La maggior parte dei condomini con servizio di riscaldamento centralizzato sono dotati di impianti del tipo a colonne montanti con circolazione d’acqua forzata mediante pompa di circolazione. Questa tipologia di impianto, per favorire il mantenimento di temperature vivibili nei locali con un’esposizione svantaggiata (es. locali esposti a nord, locali all’ultimo piano a terrazzo ecc),  porta  al mantenimento di sovratemperature negli altri locali, con  notevoli  sprechi di energia.
Le spese condominiali suddivise a millesimi, in base alla superficie riscaldata dell’unità immobiliare o in base alla potenza termica installata, non tengono conto di tali situazioni e spesso chi si riscalda di meno paga di più. Non vengono pertanto premiati i comportamenti individuali corretti ( chiusura delle valvole di regolazione dei radiatori invece dell’apertura di finestre)

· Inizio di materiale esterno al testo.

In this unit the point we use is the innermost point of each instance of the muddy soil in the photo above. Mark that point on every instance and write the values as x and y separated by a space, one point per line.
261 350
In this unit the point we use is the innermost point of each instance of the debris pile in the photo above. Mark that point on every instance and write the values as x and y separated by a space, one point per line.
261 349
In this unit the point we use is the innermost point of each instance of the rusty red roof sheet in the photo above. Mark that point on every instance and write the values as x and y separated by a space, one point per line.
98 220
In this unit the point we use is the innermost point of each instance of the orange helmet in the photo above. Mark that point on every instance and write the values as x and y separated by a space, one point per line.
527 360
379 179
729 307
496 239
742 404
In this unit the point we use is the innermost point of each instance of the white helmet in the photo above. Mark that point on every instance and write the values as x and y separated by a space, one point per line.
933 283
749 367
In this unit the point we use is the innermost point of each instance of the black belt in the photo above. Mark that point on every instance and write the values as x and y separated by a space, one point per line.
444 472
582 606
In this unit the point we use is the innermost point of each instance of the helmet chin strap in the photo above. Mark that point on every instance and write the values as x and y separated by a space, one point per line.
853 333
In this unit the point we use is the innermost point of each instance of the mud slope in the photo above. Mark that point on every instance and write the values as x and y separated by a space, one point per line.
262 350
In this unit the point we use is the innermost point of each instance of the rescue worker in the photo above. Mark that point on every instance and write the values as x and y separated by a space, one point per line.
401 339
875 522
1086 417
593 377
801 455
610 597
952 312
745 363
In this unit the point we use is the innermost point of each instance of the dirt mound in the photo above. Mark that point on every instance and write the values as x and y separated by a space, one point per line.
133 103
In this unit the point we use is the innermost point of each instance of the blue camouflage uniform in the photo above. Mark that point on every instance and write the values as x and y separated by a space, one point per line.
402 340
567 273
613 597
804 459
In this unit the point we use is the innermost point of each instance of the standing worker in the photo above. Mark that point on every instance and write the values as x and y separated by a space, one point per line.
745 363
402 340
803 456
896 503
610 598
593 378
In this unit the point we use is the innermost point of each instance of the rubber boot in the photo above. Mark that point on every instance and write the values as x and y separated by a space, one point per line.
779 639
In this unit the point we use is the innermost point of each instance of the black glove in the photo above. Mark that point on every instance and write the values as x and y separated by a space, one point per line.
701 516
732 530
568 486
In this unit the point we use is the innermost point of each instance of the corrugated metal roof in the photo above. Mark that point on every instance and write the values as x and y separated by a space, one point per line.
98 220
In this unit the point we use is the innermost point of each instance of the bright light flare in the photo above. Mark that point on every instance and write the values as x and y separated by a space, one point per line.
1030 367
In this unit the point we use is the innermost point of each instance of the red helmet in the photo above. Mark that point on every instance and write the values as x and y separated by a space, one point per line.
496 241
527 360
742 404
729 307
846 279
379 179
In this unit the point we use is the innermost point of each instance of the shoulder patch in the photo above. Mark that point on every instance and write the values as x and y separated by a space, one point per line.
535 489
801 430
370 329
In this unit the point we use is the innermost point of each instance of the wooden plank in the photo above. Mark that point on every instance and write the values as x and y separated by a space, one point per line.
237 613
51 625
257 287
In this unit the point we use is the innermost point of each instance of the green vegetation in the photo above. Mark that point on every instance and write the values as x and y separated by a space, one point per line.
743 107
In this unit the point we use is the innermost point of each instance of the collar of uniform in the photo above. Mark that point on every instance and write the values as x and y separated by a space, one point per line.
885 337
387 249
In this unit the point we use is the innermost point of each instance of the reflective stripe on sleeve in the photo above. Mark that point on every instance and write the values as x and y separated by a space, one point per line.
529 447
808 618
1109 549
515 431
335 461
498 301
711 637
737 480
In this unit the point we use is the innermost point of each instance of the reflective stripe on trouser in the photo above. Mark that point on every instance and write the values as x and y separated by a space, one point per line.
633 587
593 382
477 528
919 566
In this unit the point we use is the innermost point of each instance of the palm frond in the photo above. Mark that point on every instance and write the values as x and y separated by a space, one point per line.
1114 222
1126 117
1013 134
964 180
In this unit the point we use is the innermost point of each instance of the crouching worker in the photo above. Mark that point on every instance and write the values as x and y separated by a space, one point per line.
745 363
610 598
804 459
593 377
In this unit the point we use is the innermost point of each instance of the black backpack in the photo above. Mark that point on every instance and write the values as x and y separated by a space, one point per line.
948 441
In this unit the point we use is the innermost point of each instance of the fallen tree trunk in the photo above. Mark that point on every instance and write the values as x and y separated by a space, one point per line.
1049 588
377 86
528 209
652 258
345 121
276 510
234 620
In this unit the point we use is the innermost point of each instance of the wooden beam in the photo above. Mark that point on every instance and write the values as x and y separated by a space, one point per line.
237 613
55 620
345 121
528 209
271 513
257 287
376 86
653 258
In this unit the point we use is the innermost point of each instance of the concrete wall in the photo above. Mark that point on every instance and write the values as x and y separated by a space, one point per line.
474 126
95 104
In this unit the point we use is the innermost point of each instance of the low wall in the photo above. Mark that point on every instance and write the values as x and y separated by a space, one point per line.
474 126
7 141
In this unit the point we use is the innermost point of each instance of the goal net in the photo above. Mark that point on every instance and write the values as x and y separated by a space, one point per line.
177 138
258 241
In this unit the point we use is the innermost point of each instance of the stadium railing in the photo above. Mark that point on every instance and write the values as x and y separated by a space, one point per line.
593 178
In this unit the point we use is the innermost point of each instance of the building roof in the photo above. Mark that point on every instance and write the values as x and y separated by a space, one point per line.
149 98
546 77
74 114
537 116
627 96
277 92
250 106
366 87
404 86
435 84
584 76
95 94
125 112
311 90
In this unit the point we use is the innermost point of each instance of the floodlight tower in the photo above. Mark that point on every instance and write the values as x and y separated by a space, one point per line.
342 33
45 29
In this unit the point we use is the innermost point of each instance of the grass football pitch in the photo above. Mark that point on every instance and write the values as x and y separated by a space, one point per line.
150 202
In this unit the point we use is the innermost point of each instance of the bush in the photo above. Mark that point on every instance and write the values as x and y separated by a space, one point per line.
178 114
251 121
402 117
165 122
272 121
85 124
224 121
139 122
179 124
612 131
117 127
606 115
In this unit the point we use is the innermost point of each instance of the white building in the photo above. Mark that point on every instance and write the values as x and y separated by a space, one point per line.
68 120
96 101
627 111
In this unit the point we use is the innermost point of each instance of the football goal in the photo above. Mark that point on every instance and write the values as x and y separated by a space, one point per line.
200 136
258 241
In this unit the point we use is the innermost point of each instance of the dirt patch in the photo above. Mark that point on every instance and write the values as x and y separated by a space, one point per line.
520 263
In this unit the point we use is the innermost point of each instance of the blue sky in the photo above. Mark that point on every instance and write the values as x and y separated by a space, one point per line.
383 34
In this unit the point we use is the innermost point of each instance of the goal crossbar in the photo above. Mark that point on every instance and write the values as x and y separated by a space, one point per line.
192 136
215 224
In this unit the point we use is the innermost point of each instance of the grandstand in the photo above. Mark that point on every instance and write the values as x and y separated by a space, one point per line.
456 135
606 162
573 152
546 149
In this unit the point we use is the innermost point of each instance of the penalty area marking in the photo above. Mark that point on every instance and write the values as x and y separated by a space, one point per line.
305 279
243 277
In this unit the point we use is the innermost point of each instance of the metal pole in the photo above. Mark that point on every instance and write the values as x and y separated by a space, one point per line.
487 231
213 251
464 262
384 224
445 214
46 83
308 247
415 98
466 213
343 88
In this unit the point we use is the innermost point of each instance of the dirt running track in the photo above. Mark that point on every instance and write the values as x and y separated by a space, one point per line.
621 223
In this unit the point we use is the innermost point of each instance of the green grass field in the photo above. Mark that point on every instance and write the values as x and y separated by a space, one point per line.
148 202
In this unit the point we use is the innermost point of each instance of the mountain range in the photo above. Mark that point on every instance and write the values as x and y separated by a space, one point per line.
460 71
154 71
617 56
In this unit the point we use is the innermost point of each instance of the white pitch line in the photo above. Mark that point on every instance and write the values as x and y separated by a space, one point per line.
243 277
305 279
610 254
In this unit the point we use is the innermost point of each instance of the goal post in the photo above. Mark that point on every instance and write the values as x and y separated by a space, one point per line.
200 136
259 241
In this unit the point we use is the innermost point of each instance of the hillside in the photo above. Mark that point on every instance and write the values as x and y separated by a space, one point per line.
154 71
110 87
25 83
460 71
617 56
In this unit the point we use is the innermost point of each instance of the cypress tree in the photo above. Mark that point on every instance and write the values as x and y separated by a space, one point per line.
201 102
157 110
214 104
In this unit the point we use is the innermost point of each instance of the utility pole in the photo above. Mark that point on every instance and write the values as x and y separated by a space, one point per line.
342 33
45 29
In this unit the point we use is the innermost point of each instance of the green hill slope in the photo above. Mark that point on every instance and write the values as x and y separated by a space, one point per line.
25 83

Adeguamento entro il 31.12.2016
Il decreto legislativo n° 102/2014, con il quale il Governo Italiano ha recepito la direttiva 2012/27/UE, ha reso obbligatoria la misurazione individuale del calore consumato negli edifici, con lo scopo di ridurre i consumi energetici relativi.
La Legge 10/91 e la UNI 10200 stabiliscono le modalità di suddivisione delle spese condominiali con l’abbandono definitivo della suddivisione mediante millesimi di riscaldamento o altro, vietando decisioni condominali diverse.

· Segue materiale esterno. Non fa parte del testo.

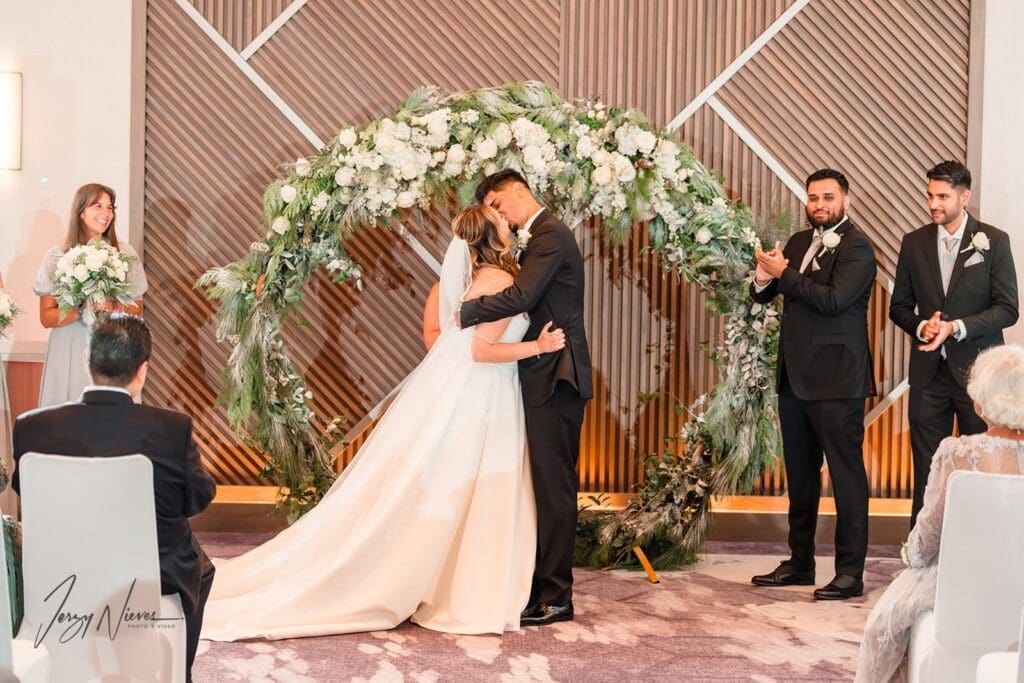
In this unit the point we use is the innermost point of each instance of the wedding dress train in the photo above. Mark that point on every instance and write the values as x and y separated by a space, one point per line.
433 520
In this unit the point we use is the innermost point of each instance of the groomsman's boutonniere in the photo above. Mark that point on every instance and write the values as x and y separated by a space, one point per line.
979 243
829 241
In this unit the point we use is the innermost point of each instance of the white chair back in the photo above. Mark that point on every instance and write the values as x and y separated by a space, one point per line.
90 551
980 587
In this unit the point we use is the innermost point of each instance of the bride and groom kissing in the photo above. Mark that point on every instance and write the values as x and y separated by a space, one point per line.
460 510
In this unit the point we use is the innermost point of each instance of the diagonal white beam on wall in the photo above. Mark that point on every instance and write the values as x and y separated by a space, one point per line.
274 26
761 151
737 63
251 74
282 105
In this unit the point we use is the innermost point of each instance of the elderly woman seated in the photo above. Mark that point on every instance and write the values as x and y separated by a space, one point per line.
996 385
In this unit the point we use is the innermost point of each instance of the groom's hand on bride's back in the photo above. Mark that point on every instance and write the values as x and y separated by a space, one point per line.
550 340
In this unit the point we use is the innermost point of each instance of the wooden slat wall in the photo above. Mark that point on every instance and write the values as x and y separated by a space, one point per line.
850 85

La suddivisione delle spese condominiali dovranno essere effettuate tenendo conto dei consumi effettivi riferiti direttamente all’unità immobiliare, mediante contatori di calore o tenendo conto delle letture di riferimento risultanti a fine stagione sugli appositi ripartitori posti in opera su ogni unità terminale (radiatore)
Tale determinazione favorisce il corretto comportamento dei singoli utenti che pagano per il consumo effettivo, portandoli di conseguenza a risparmiare energia favorendo quanto espresso nella Direttiva 2012/27/UE a proposito dell’efficienza energetica e la riduzione delle emissioni di gas serra.

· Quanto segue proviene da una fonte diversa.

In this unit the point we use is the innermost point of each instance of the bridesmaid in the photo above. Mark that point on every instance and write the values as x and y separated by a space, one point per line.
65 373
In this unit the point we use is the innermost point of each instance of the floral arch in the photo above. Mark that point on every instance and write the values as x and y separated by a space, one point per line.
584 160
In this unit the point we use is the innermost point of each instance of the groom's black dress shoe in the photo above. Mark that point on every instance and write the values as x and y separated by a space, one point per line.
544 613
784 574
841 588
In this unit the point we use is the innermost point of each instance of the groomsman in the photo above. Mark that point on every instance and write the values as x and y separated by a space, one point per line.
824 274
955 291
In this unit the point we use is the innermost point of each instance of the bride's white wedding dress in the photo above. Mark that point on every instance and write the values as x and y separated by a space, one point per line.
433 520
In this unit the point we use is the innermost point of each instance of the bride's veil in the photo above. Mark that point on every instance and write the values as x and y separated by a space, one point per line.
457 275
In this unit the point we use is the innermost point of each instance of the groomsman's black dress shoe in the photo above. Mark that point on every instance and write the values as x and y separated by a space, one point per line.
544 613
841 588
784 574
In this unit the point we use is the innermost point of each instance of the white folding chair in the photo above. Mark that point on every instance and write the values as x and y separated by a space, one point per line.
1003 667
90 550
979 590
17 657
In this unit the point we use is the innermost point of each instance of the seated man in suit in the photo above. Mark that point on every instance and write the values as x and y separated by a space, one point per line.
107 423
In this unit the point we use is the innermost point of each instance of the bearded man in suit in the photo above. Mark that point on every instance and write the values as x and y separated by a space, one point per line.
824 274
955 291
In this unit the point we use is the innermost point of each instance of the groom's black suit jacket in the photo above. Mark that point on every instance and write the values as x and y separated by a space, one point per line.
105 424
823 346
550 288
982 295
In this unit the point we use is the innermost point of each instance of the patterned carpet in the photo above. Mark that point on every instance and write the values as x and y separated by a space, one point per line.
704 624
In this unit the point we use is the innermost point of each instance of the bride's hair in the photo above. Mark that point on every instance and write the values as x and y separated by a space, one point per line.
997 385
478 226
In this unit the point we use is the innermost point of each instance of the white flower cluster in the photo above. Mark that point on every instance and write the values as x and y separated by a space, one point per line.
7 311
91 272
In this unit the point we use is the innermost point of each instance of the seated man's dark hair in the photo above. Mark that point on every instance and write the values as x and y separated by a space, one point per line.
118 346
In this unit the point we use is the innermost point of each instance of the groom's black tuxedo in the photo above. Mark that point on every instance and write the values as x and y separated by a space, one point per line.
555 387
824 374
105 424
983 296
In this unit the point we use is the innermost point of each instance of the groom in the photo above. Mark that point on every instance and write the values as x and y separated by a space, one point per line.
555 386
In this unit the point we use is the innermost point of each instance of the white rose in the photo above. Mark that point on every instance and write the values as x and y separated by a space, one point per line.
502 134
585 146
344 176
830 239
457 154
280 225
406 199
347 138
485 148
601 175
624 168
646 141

La corretta applicazione della UNI 10200 implica in via preliminare uno studio accurato dell’energia primaria necessaria alla gestione termica condominiale, intesa come combustibile ed energia elettrica, oltre ad una diagnosi energetica intesa a valutare le possibili migliorie dovute all’utilizzo di energia rinnovabile e/o la possibilità di intervento con coibentazioni delle strutture di fabbrica ( cappotti ) per ridurre le dispersioni di calore invernale e le rientranze termiche estive.